A standard 118* wood/metal drill bit can not cut wood cleanly. Take a look at the point and you will understand why. The point will chisel into the wood with the rest of the cutting edge following. When it gets to the outer edge, all that it can do then is dig in and the wood chip follows the grain and rips out a chunk.


----------



## sjonesphoto (Feb 19, 2014)

IC31 said:


> Stephanie - I would suggest that you try a Forstner bit to drill 'clean' holes. Individual Standard Forstner Bits, High Carbon Steel-Standard Forstner Bits - 3/8" Shank - Rockler Woodworking Tools
> 
> Even Harbor Freigh have a set but some of their tools quality is lower then suspect.
> 
> ...


Thanks dave. Do they make forstner bits for 1/8" holes? Imm look. Thanks!!


----------



## TRN_Diesel (Feb 24, 2009)

Is your drill bit dull? Where are you getting tear out, on the top or bottom? How and what are you using to drill the holes?

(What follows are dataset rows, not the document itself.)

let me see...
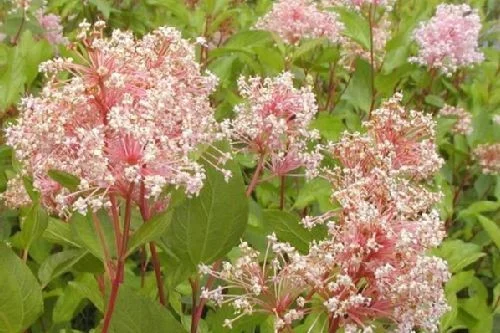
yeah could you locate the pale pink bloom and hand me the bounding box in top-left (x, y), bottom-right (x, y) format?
top-left (323, 0), bottom-right (394, 11)
top-left (0, 175), bottom-right (32, 208)
top-left (255, 0), bottom-right (344, 45)
top-left (410, 4), bottom-right (484, 74)
top-left (36, 10), bottom-right (68, 45)
top-left (205, 94), bottom-right (449, 332)
top-left (297, 94), bottom-right (448, 331)
top-left (222, 73), bottom-right (322, 178)
top-left (10, 0), bottom-right (32, 12)
top-left (474, 143), bottom-right (500, 175)
top-left (5, 24), bottom-right (224, 216)
top-left (365, 93), bottom-right (443, 179)
top-left (439, 105), bottom-right (473, 135)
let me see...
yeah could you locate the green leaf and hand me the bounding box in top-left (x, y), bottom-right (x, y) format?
top-left (336, 8), bottom-right (370, 49)
top-left (0, 243), bottom-right (43, 332)
top-left (477, 215), bottom-right (500, 249)
top-left (127, 211), bottom-right (173, 256)
top-left (70, 211), bottom-right (117, 262)
top-left (292, 38), bottom-right (325, 61)
top-left (433, 240), bottom-right (486, 273)
top-left (19, 204), bottom-right (48, 251)
top-left (424, 94), bottom-right (445, 108)
top-left (48, 169), bottom-right (81, 191)
top-left (294, 178), bottom-right (336, 212)
top-left (68, 273), bottom-right (104, 312)
top-left (89, 0), bottom-right (113, 19)
top-left (108, 285), bottom-right (186, 333)
top-left (311, 113), bottom-right (345, 141)
top-left (341, 59), bottom-right (372, 112)
top-left (52, 284), bottom-right (85, 324)
top-left (162, 158), bottom-right (248, 267)
top-left (224, 30), bottom-right (272, 48)
top-left (262, 210), bottom-right (327, 253)
top-left (459, 201), bottom-right (500, 219)
top-left (43, 217), bottom-right (81, 248)
top-left (38, 249), bottom-right (88, 287)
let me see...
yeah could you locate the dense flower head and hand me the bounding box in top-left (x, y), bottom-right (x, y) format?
top-left (36, 9), bottom-right (68, 46)
top-left (474, 143), bottom-right (500, 175)
top-left (298, 94), bottom-right (449, 331)
top-left (255, 0), bottom-right (344, 45)
top-left (410, 4), bottom-right (484, 74)
top-left (322, 0), bottom-right (395, 11)
top-left (333, 93), bottom-right (443, 179)
top-left (4, 22), bottom-right (225, 216)
top-left (204, 94), bottom-right (449, 332)
top-left (439, 105), bottom-right (473, 135)
top-left (222, 72), bottom-right (322, 177)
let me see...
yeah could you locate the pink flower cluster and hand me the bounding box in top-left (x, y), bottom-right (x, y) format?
top-left (4, 22), bottom-right (225, 216)
top-left (323, 0), bottom-right (394, 11)
top-left (410, 4), bottom-right (484, 74)
top-left (202, 94), bottom-right (449, 332)
top-left (221, 73), bottom-right (322, 178)
top-left (255, 0), bottom-right (344, 45)
top-left (474, 143), bottom-right (500, 175)
top-left (439, 104), bottom-right (473, 135)
top-left (36, 10), bottom-right (68, 46)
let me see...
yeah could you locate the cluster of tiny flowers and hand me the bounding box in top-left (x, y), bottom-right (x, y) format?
top-left (9, 0), bottom-right (32, 13)
top-left (222, 72), bottom-right (322, 178)
top-left (4, 22), bottom-right (226, 215)
top-left (298, 93), bottom-right (449, 331)
top-left (199, 236), bottom-right (307, 332)
top-left (473, 143), bottom-right (500, 175)
top-left (203, 94), bottom-right (449, 332)
top-left (255, 0), bottom-right (344, 45)
top-left (410, 4), bottom-right (484, 75)
top-left (36, 9), bottom-right (68, 45)
top-left (0, 175), bottom-right (32, 208)
top-left (322, 0), bottom-right (394, 11)
top-left (439, 105), bottom-right (473, 135)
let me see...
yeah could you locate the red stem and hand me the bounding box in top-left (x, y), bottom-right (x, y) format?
top-left (279, 175), bottom-right (286, 210)
top-left (328, 315), bottom-right (340, 333)
top-left (245, 154), bottom-right (265, 197)
top-left (101, 184), bottom-right (134, 333)
top-left (139, 181), bottom-right (166, 306)
top-left (190, 261), bottom-right (221, 333)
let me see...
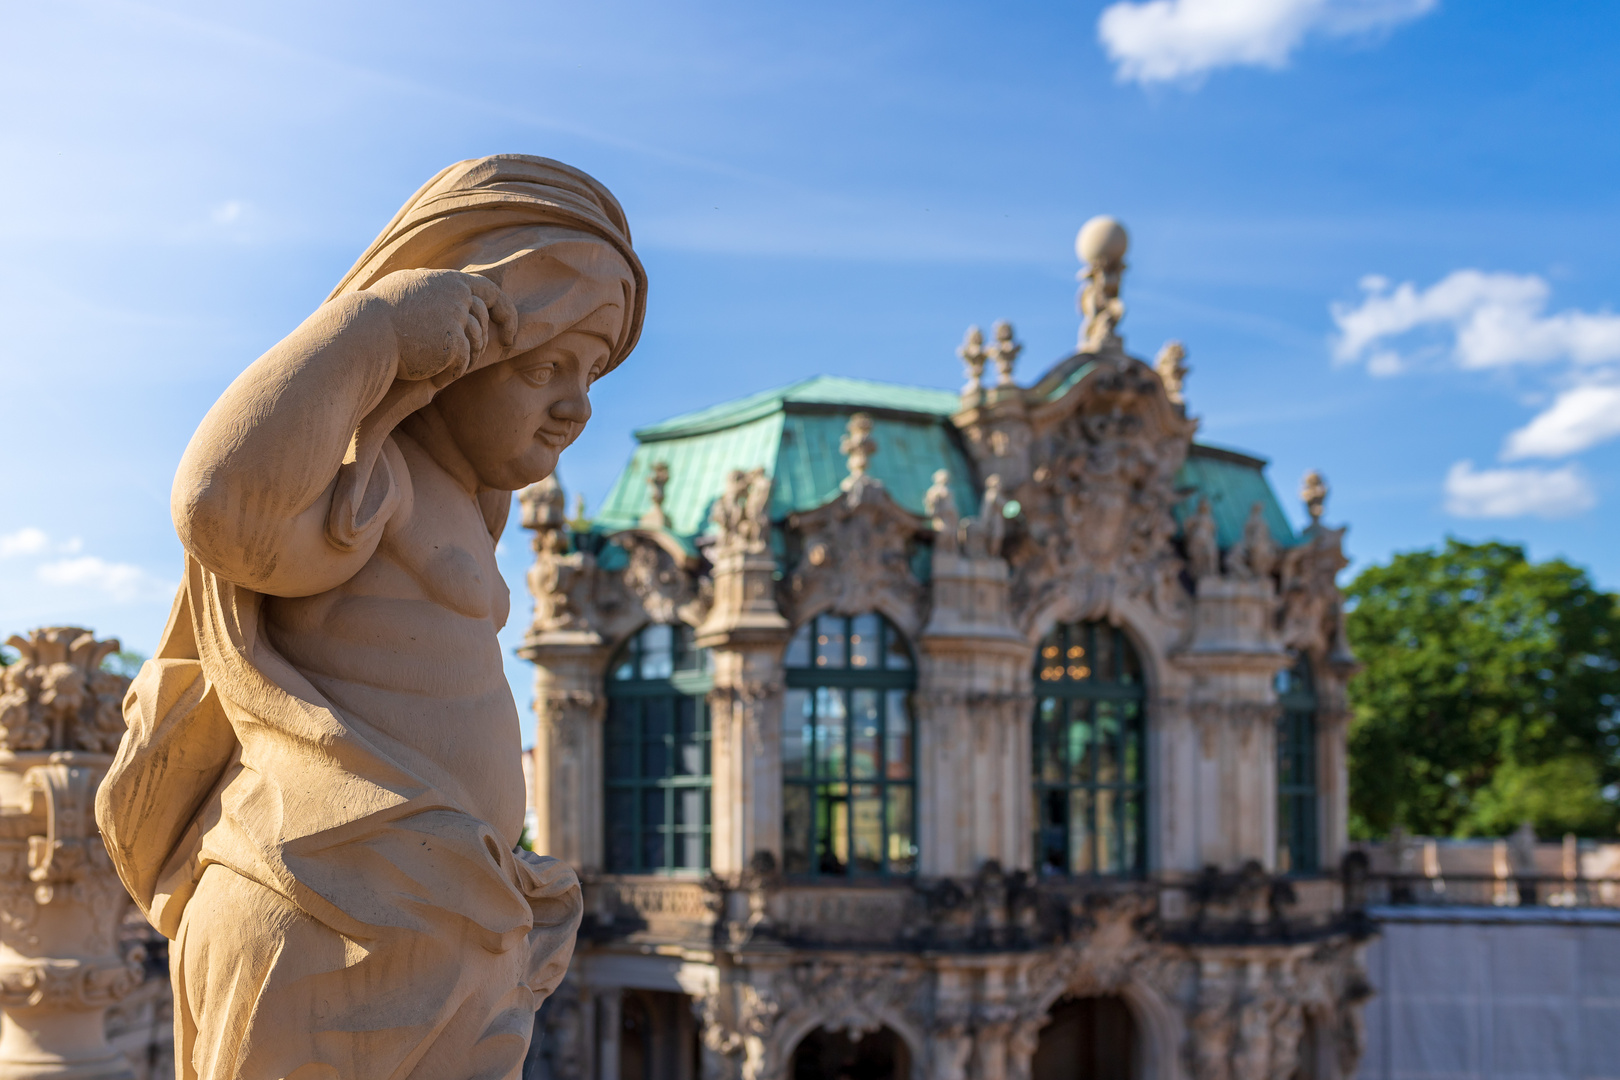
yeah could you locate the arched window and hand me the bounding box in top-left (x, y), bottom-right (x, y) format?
top-left (1276, 655), bottom-right (1319, 875)
top-left (781, 613), bottom-right (917, 877)
top-left (1031, 996), bottom-right (1136, 1080)
top-left (1033, 621), bottom-right (1146, 877)
top-left (605, 624), bottom-right (713, 874)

Great project Stephanie I like your design and the added pull you added to help slide the cribbage board out.


----------



## DaninVan (Jan 1, 2012)

Re brad point drill bits...
HSS Lipped Brad-Point Drills - Lee Valley Tools


----------



## IC31 (Nov 16, 2012)

Stephanie - the smallest Forstner's I've seen are 1/4" - it would be tough and expensive to sharpen anything really small for a very limited use group. Smaller - then 1/4", then you would use brad point. With a standard twist drill, it will be hard to not have some tear out though with the smallest sizes, less - regardless of how sharp, including new. A note - the big box stores seem to carry some 'brad' points with a kinda spade tip (mostly DeWalt) which haven't worked as well for me as the sharp pointed type.


----------



## sjonesphoto (Feb 19, 2014)

TRN_Diesel said:


> Is your drill bit dull? Where are you getting tear out, on the top or bottom? How and what are you using to drill the holes?
> 
> Great project Stephanie I like your design and the added pull you added to help slide the cribbage board out.

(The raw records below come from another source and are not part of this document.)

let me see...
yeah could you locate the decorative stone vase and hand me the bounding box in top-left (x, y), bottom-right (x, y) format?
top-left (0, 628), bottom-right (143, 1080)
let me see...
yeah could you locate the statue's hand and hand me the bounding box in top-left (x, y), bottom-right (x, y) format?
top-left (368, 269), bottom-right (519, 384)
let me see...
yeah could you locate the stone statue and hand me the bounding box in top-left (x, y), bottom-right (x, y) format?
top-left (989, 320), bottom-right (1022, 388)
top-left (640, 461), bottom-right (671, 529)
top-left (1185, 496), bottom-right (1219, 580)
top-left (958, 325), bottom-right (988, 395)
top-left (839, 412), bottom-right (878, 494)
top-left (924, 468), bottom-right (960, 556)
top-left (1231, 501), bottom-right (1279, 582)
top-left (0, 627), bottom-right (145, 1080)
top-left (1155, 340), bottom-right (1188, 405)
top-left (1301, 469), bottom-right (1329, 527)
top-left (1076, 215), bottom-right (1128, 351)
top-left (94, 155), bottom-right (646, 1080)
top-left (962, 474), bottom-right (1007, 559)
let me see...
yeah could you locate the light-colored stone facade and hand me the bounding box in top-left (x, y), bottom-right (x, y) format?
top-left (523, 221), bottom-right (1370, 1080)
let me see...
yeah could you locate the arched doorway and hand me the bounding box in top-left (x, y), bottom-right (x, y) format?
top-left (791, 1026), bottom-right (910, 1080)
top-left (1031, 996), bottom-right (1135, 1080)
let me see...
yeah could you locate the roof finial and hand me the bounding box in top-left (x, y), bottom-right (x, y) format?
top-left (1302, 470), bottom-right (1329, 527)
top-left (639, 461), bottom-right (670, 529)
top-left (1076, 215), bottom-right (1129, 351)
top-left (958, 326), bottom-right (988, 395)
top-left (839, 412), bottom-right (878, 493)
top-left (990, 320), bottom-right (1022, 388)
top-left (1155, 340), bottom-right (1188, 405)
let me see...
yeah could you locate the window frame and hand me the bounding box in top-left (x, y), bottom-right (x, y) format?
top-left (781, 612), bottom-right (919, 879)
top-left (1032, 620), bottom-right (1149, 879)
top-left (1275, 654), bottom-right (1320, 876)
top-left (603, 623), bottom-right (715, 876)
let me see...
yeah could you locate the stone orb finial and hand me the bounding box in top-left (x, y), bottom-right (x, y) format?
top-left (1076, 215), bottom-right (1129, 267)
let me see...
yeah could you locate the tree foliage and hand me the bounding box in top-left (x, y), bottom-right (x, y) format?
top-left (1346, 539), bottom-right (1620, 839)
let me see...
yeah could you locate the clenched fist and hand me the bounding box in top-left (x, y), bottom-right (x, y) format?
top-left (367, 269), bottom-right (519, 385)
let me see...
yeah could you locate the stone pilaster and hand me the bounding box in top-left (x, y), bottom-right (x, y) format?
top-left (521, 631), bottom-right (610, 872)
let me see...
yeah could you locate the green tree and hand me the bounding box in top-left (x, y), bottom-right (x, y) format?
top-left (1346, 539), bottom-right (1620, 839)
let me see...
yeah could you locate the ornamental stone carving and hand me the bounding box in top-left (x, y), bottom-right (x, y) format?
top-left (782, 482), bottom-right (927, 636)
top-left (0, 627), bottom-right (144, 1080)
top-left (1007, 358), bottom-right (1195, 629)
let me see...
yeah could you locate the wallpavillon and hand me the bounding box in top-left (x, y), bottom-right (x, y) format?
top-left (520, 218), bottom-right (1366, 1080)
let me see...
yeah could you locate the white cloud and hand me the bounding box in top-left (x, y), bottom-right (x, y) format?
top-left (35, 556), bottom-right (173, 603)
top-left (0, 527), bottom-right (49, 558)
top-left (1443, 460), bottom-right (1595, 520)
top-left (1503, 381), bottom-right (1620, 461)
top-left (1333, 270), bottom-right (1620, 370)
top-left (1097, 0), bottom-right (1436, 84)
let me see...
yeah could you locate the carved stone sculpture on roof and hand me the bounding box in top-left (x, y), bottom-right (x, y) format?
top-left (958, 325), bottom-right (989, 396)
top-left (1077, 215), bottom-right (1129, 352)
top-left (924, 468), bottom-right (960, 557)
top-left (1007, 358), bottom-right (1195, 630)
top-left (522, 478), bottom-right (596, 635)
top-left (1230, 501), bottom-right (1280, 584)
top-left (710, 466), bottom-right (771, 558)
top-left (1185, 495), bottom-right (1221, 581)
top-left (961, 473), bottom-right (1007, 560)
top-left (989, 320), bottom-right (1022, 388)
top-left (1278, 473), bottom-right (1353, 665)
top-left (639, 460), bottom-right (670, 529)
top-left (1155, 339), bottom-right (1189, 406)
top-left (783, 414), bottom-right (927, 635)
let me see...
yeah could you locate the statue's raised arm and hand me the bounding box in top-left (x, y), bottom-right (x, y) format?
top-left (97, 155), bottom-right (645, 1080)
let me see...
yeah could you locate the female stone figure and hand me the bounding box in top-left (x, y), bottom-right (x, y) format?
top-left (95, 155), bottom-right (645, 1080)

No brand new bit. Drilling through slowly with a drill press. Using a backing board. Tear out happening on top and underneath.


----------



## TRN_Diesel (Feb 24, 2009)

Hmmmm is it a brad point? Is it a good quality one? Never heard of tear out on a new bit.


----------



## sjonesphoto (Feb 19, 2014)

TRN_Diesel said:


> Hmmmm is it a brad point? Is it a good quality one? Never heard of tear out on a new bit.


dewalt titanium split point 1/8" is that my prob? that its not brad point?